The location in the Downtown Eastside at the Hope to Health Research and Innovation Centre was unveiled Wednesday after construction was complete, and Montaner said people could start using the specialized rooms in a matter of weeks after final approvals from the city and federal government.

“If we don’t create mechanisms for these individuals to be able to use safely and engage with the medical system, and generate points of entry into the medical system, we will never be able to solve the problem,” he said.

“Now, I’m not here to tell you that we will fix it tomorrow, but denying it or ignoring it, or throw it under the bus, or under the carpet is no way to fix it, so we need to take proactive action.”

Nearly two-thirds of overdose deaths in British Columbia in 2023 came after smoking illicit drugs, yet only 40 per cent of supervised consumption sites in the province offer a safe place to smoke, often outdoors, in a tent.

The centre has been running a supervised injection site for years which sees more than a thousand people monthly and last month resuscitated five people who were overdosing.

The new facilities offer indoor, individual, negative-pressure rooms that allow fresh air to circulate and can clear out smoke in 30 to 60 seconds while users are monitored by trained nurses.

Advocates calling for more supervised inhalation sites have previously said the rules for setting up sites are overly complicated at a time when the province is facing an overdose crisis.

More than 15,000 people have died of overdoses since the public health emergency was declared in B.C. in April 2016.

Kate Salters, a senior researcher at the centre, said they worked with mechanical and chemical engineers to make sure the site is up to code and abidies by the highest standard of occupational health and safety.

“This is just another tool in our tool box to make sure that we’re offering life-saving services to those who are using drugs,” she said.

Montaner acknowledged the process to get the site up and running took “an inordinate amount of time,” but said the centre worked hard to follow all regulations.

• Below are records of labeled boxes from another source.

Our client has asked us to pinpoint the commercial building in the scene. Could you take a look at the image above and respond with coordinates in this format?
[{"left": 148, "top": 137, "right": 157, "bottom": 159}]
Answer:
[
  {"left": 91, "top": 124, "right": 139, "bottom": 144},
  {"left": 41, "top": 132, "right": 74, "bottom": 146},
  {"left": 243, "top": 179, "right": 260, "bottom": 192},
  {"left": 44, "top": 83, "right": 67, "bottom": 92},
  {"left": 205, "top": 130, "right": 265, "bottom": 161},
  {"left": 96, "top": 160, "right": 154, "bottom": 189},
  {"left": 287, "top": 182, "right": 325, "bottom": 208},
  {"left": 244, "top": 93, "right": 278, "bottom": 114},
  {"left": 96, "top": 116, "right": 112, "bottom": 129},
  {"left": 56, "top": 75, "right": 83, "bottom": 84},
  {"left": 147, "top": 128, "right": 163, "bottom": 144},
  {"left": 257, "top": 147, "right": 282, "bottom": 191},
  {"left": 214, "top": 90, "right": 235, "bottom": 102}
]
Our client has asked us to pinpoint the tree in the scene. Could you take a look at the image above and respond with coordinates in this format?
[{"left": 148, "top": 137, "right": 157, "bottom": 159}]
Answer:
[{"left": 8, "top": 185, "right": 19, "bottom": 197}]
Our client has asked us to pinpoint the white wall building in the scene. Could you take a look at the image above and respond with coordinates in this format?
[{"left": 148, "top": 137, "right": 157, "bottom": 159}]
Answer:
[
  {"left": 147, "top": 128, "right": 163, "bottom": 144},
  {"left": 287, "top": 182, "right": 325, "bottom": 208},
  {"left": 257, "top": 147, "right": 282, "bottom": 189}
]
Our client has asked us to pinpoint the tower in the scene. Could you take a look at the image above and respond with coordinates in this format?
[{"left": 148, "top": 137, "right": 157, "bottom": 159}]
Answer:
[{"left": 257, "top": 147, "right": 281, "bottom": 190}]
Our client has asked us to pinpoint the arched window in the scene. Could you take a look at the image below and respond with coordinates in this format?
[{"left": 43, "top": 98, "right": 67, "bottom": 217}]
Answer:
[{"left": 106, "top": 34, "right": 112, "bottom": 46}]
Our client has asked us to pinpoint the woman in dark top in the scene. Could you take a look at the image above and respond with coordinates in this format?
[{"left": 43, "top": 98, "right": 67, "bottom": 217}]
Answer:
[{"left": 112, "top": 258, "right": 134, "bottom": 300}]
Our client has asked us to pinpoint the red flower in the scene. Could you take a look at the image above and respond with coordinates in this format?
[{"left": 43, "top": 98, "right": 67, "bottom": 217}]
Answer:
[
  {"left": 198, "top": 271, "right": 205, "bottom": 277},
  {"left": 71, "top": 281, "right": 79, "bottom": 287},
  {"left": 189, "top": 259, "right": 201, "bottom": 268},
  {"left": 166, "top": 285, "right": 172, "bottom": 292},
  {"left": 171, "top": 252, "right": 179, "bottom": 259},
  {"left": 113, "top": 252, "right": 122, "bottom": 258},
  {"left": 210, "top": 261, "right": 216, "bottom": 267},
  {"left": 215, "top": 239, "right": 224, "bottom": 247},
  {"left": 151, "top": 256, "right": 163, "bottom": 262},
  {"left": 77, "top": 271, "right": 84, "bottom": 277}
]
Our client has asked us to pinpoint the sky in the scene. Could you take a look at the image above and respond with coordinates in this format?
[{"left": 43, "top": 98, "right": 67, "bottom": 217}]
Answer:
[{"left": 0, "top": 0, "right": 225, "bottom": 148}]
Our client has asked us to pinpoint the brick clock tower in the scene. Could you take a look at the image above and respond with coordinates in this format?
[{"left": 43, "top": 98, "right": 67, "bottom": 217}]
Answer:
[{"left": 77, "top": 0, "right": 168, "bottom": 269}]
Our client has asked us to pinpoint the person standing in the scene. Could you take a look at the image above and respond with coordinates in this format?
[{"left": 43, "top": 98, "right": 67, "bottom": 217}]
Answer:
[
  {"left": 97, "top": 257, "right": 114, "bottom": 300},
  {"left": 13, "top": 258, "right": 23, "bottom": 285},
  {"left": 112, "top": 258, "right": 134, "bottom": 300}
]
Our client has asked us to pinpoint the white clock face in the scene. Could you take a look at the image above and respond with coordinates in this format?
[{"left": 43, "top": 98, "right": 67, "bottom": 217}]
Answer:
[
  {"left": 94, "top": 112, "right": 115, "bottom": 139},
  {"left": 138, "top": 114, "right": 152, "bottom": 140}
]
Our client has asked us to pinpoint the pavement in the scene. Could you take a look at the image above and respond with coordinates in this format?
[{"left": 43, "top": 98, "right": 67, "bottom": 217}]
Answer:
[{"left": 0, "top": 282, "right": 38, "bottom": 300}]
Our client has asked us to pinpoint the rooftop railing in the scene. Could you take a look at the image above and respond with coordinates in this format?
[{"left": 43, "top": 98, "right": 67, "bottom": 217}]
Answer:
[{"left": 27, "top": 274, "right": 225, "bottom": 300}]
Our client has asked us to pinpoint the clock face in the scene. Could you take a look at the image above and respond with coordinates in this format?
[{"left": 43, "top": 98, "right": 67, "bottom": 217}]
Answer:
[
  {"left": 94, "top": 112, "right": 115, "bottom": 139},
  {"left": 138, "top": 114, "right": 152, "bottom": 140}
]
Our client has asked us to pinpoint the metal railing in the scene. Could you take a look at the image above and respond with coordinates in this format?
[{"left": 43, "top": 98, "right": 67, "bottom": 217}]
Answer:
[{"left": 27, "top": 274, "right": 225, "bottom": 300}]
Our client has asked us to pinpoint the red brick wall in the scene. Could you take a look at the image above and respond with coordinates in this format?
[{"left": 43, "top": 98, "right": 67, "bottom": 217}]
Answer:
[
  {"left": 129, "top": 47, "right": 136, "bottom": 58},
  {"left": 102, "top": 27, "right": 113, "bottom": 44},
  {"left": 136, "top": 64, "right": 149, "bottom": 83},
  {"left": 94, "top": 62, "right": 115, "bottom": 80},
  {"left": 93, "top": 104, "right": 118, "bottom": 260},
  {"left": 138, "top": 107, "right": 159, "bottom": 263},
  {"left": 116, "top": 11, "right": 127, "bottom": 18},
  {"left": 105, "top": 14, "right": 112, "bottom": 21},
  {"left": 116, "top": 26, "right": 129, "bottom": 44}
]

“We feel that doing this right, with appropriate scientific background, in a medically supervised environment, etc, etc, allows us to derive the data that ultimately will be sufficiently convincing for not just our leaders, but also the leaders across the country and across the world, to embrace the strategies that we are trying to develop.” he said.

Montaner said building the facility was possible thanks to a single $4-million donation from a longtime supporter.

Construction finished with less than a week before the launch of the next provincial election campaign and within a year of the next federal election.

Montaner said he is concerned about “some of the things that have been said publicly by some of the political leaders in the province and in the country.”

“We want to bring awareness to the people that this is a serious undertaking. This is a very massive investment, and we need to protect it for the benefit of people who are unfortunately drug dependent.” he said.